老人が私に向かって、「ここはもうよい。どこどこへ行け」と言う。私は合点が行かなくて、「行って何をやるのですか?」と聞くと、「お前の思うようにやればよい」と言う。私はこの土地に来て8年で会社を興し、20年で首長選挙に立候補した。誰ひとり知り合いもなく、私に格別な資格があった訳でもなく、全くの無からの出発だった。食べることはカミさんが働いていたから困らなかったので、初めは主夫でもよいと掃除、洗濯、料理とこなしていたけれど、社会とのつながりが欲しくなった。社会からの評価が欲しくなった。
たまたま図書館で、地域新聞が目に留まった。こんな新聞なら自分でも作れる。元々新聞記者になりたいと思うほどの新聞好きだった。けれども知り合いがいない土地ではどうにもならない。地域新聞の多くは地元の有力者が後にいるからやっていける。ならばこの土地の有力者が後ろ盾になってくれれば出来るのではないだろうか。現職の首長はまず無理だろうから、引退した首長に当たってみることにした。これが功を奏して、とんとん拍子に地域新聞の発行へ向かうことが出来た。
広告集めは、子どもが通っていた塾や私が通った床屋からだった。誠に私は運の強い男だと思うけれど、4ページある新聞の表面はこの地域ではトップ企業の広告が、裏面は隣りの街にあるホテルへ飛び込んでウエディング広告を貰うことが出来た。表面の方は、なぜか私を大変気に入ってくれた前首長が興した会社で、「うちの会社が毎回広告を出すから心配は要らない」と言ってくださった。そこで息子である社長を名古屋本社に訪ねると、「オヤジはボケていて、そんな約束は出来ないが、もっと小さな広告なら付き合う」と言われた。
創刊号は出来たけれど、第2号の目途はない。大学で仲良しだったのが飲料水の会社で広告を担当していた。その会社の工場がこの街にある。広告の掲載を相談したところ、年間で契約が成立した。広告集めはいつも大変だった。もう次の号で終刊かと思いながら、飛び込んだ会社や店舗が契約してくれたりの綱渡りだった。しかし、広告は次第に増え、売り上げは毎年伸びた。これは、後ろ盾になることを了解してくれた2人の前首長が私に約束させたことに要因がある。

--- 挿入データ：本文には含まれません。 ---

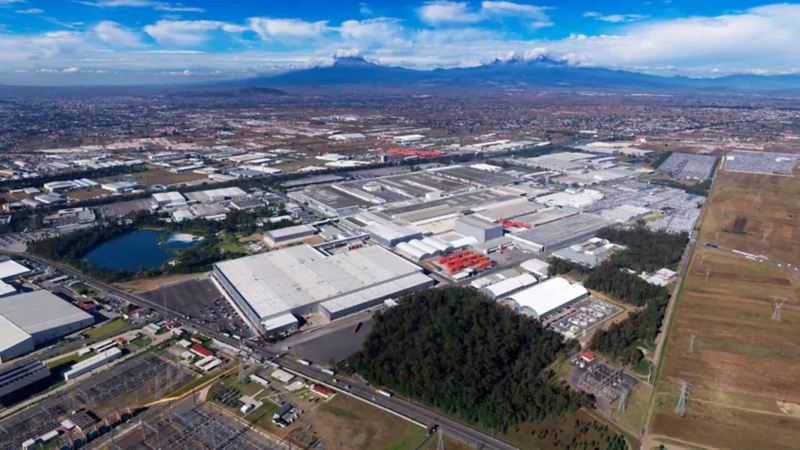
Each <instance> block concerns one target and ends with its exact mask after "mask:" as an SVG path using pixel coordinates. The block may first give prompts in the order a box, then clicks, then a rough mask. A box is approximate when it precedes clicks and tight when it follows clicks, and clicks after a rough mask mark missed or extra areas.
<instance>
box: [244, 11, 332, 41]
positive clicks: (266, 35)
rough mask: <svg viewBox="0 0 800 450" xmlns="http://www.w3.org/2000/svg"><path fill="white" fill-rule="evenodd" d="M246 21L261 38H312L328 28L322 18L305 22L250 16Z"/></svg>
mask: <svg viewBox="0 0 800 450" xmlns="http://www.w3.org/2000/svg"><path fill="white" fill-rule="evenodd" d="M247 23H248V25H249V26H250V29H251V30H253V31H254V32H255V33H256V34H258V36H259V37H260V38H261V39H263V40H269V39H308V38H314V37H317V36H320V35H321V34H322V33H324V32H325V31H326V30H327V29H328V22H327V21H324V20H322V21H318V22H306V21H304V20H300V19H270V18H267V17H251V18H250V19H248V20H247Z"/></svg>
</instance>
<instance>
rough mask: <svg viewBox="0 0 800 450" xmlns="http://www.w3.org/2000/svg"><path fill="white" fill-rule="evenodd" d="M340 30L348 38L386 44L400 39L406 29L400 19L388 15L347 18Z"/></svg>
mask: <svg viewBox="0 0 800 450" xmlns="http://www.w3.org/2000/svg"><path fill="white" fill-rule="evenodd" d="M338 30H339V33H340V34H341V35H342V37H343V38H344V39H346V40H352V41H357V42H363V43H385V44H389V41H390V40H393V39H400V38H401V37H402V35H403V33H404V31H405V29H404V28H403V26H402V24H401V23H400V20H398V19H392V18H387V17H381V18H375V19H366V20H346V21H344V22H342V24H341V25H340V26H339V28H338Z"/></svg>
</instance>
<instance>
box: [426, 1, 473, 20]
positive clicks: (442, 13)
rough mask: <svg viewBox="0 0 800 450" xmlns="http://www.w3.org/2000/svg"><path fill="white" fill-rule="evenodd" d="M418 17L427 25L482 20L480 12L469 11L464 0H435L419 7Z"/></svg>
mask: <svg viewBox="0 0 800 450" xmlns="http://www.w3.org/2000/svg"><path fill="white" fill-rule="evenodd" d="M418 13H419V18H420V20H422V21H423V22H425V23H427V24H428V25H444V24H462V25H463V24H471V23H476V22H480V21H481V20H483V17H481V15H480V14H478V13H475V12H471V11H470V10H469V8H468V7H467V4H466V2H451V1H435V2H429V3H426V4H424V5H422V7H421V8H420V9H419V11H418Z"/></svg>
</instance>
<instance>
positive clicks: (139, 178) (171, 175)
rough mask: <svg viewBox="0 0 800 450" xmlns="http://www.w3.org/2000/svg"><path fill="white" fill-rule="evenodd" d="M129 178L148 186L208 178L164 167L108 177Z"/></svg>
mask: <svg viewBox="0 0 800 450" xmlns="http://www.w3.org/2000/svg"><path fill="white" fill-rule="evenodd" d="M129 178H135V179H136V180H137V181H138V182H139V183H140V184H142V185H143V186H148V187H149V186H153V185H156V184H162V185H164V186H171V185H175V184H183V183H190V182H193V181H199V180H205V179H207V178H208V176H206V175H203V174H201V173H194V172H184V173H172V172H168V171H166V170H164V169H156V168H153V169H150V170H145V171H144V172H136V173H132V174H126V175H120V176H116V177H111V178H109V179H110V180H112V181H116V180H121V179H129Z"/></svg>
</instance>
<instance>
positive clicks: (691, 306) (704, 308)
mask: <svg viewBox="0 0 800 450" xmlns="http://www.w3.org/2000/svg"><path fill="white" fill-rule="evenodd" d="M798 193H800V181H798V180H796V179H794V178H789V177H777V176H766V175H747V174H733V173H722V174H720V179H719V180H718V181H717V184H716V185H715V190H714V192H713V194H712V197H711V200H712V201H711V202H710V204H709V205H708V208H709V209H708V211H707V214H706V216H705V218H704V220H703V224H702V227H701V233H700V236H701V242H716V243H719V244H720V245H721V246H722V247H728V248H733V249H737V250H741V251H745V252H748V253H754V254H763V255H766V256H768V257H769V258H770V260H772V261H774V260H778V261H783V262H790V263H796V262H800V257H799V255H798V253H799V252H798V249H800V240H798V238H797V235H798V233H796V232H794V231H792V232H791V233H789V232H778V233H775V232H773V233H766V232H765V233H761V231H764V230H769V229H772V230H779V229H781V227H784V226H788V227H791V228H792V229H794V227H795V226H796V223H795V222H796V219H795V220H790V219H789V218H790V217H793V216H794V215H795V214H798V213H800V208H799V207H798V204H799V203H800V197H799V196H798ZM759 200H760V201H759ZM740 216H744V217H746V221H743V220H738V225H742V223H743V222H746V224H744V230H745V231H746V233H742V234H739V233H729V232H725V231H723V229H724V228H727V227H731V226H732V225H733V223H734V221H737V217H740ZM794 217H796V216H794ZM703 240H705V241H703ZM799 286H800V285H799V284H798V280H797V278H796V277H795V274H794V273H793V272H792V271H791V270H790V269H788V268H786V267H781V266H779V265H778V264H775V263H774V262H760V261H755V260H750V259H747V258H745V257H742V256H741V255H736V254H734V253H731V252H729V251H726V250H724V249H713V248H705V247H702V246H701V247H698V249H697V250H696V251H695V252H694V255H693V257H692V261H691V263H690V266H689V270H688V273H687V276H686V279H685V281H684V284H683V287H682V290H681V292H680V295H679V297H678V300H677V304H676V308H675V313H674V317H673V320H672V323H671V325H670V329H669V331H668V333H669V334H668V336H667V340H666V347H665V351H664V359H663V362H662V365H661V368H660V373H659V376H658V379H657V384H656V387H655V394H654V396H653V404H652V405H651V408H652V413H651V418H650V423H649V426H648V431H649V433H650V434H651V437H655V438H656V439H657V440H661V441H662V442H665V443H672V444H678V445H679V446H685V447H687V448H692V447H700V448H732V449H733V448H735V449H762V448H763V449H767V448H769V449H790V448H797V442H800V414H798V413H797V411H798V410H800V406H798V405H800V389H798V387H797V381H798V380H800V326H799V325H800V301H798V298H800V296H798V292H800V290H799ZM773 296H780V297H785V298H787V299H788V300H789V303H787V304H785V305H784V306H783V309H782V314H781V320H780V321H777V320H773V318H772V313H773V307H772V303H773V300H772V297H773ZM693 336H694V338H693ZM692 340H693V341H694V342H693V344H692ZM681 380H684V381H686V382H688V383H689V391H688V392H689V394H688V397H687V401H686V413H685V415H684V416H681V415H680V414H678V413H677V412H676V404H677V402H678V397H679V390H680V388H679V386H680V381H681Z"/></svg>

ひとつは「いい新聞を作りなさい。そうすれば応援してくれる」。もうひとつは「絶対はない。どんなに正しくても反対する人はいる。そう思ってやりなさい」。2人の老人の言葉を噛み締めてやって来た。やがてたくさんの友だちも出来た。5年間はひとりで記事を書き、割付をし、校正し、広告を集め、デザインをし、集金をした。それからは新しい人が増え、事業も増やした。
「もう一度やり直せと言うのですか?」と、私は老人に聞き直した。また初めから、知らない土地の習慣や企業や人物や、ありとあらゆることを調べ、人の輪を、この歳で作らなくてはならないのか。老人は何も言わなかった。どこにもいなかった。大きな溜息が出た。そして目が覚めた。この夢は何だったのだろう。